How do they know some rocks are from Mars?

` This has been bothering me for some time: How do they know that some meteorites (burned bits of meteors) come from Mars? Of course, I've never looked into that - I've been busy looking into other things. However, good old Unca Cecil has gotten to it, so I don't necessarily have to.

` Ah, laziness. But I might as well show anyone who accidentally wanders in here...

` There are 34 Martian meteorites to date, and these special rocks are from the SNC ("snick") group, which is short for the shergottite, nakhlite and chassignite group. Why such strange names? The type specimens of each category landed in Shergotty, India (1865), Nakhla, Egypt (1911), and Chassigny, France (1815).
` In 1979, Hap McSween and Ed Stolper put these facts together about the SNC meteorites: All of these space rocks were volcanic, meaning they had come from a planet with volcanoes! They all had solidified 1.3 billion years ago or less. The moon had cooled off 3 billion years ago. Asteroids had cooled off abour 4.5 billion years ago. Venus, which is the next planet toward the sun, is highly volcanic and has a thick atmosphere and very strong gravity. Mars, which is the next planet away from the sun, has had volcanic activity about 1.3 billion years ago, and is more likely to give up some of its rocks due to its lower gravity.

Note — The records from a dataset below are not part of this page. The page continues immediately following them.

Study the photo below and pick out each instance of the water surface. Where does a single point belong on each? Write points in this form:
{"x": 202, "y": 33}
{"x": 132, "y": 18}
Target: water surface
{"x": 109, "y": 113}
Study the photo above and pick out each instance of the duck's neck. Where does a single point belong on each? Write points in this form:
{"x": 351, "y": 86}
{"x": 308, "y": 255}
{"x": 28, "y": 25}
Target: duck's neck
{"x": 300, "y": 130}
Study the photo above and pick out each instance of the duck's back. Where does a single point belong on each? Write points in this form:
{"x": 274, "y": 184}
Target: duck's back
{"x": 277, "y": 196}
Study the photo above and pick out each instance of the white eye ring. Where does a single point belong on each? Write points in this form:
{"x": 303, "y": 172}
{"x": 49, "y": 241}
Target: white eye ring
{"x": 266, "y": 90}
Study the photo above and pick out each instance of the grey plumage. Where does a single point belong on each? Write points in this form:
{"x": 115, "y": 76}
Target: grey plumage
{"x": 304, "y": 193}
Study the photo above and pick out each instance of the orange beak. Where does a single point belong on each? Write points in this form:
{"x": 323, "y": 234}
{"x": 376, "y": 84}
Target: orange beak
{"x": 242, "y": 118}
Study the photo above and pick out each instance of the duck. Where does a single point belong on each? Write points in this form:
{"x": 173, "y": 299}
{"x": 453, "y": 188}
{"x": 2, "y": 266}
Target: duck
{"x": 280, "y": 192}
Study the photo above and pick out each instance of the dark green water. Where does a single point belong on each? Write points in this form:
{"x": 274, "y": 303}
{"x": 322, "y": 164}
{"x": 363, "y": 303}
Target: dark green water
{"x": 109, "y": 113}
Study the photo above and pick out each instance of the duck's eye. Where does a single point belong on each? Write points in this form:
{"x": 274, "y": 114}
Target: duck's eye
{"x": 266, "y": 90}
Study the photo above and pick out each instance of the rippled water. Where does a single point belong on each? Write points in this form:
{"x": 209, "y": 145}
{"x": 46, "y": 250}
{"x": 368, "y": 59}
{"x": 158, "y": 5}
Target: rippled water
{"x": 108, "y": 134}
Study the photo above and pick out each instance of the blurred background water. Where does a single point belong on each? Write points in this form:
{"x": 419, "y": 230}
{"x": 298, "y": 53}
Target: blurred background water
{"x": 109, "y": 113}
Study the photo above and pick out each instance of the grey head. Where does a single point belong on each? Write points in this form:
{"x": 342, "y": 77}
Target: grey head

` (Unless somehow, the rocks came from Earth and then fell back again, but it gets more interesting...)

` Other scientists, who of course thought this was pretty unlikely, measured the noble gases trapped inside the pores of a shergottite rock, and it matched the atmosphere signature of Mars sampled by Viking.
` Also, a meteorite found in 1982 on Antarctica is from the moon (it matches exactly moon rocks taken by Apollo astronauts), meaning that something which hit the moon - probably causing one of its many craters - knocked a chunk off.
` So, if a chunk of rock can get knocked from the moon, why not a nearby planet? Like Mars?

` This conclusion at least makes the most sense. Of course, it's more complicated than that, but that's the gist of it.
` Now, that 'Martian life-forms' thing, on the other hand...

3 comments:

pisconight said...

Greetings from Portugal.

I´m sure you do believe in aliens, don't you?

Galtron said...

How dare you dismiss the existence of us Martians?

S E E Quine said...

` Hey! A reader from Portugal! Wish I could read Portugues.
` I believe it's possible that other life exists. I don't have any ideas as to what it would be like, though, or what types of planets you'd find it on.
` By the way, Galtron... your servos are showing!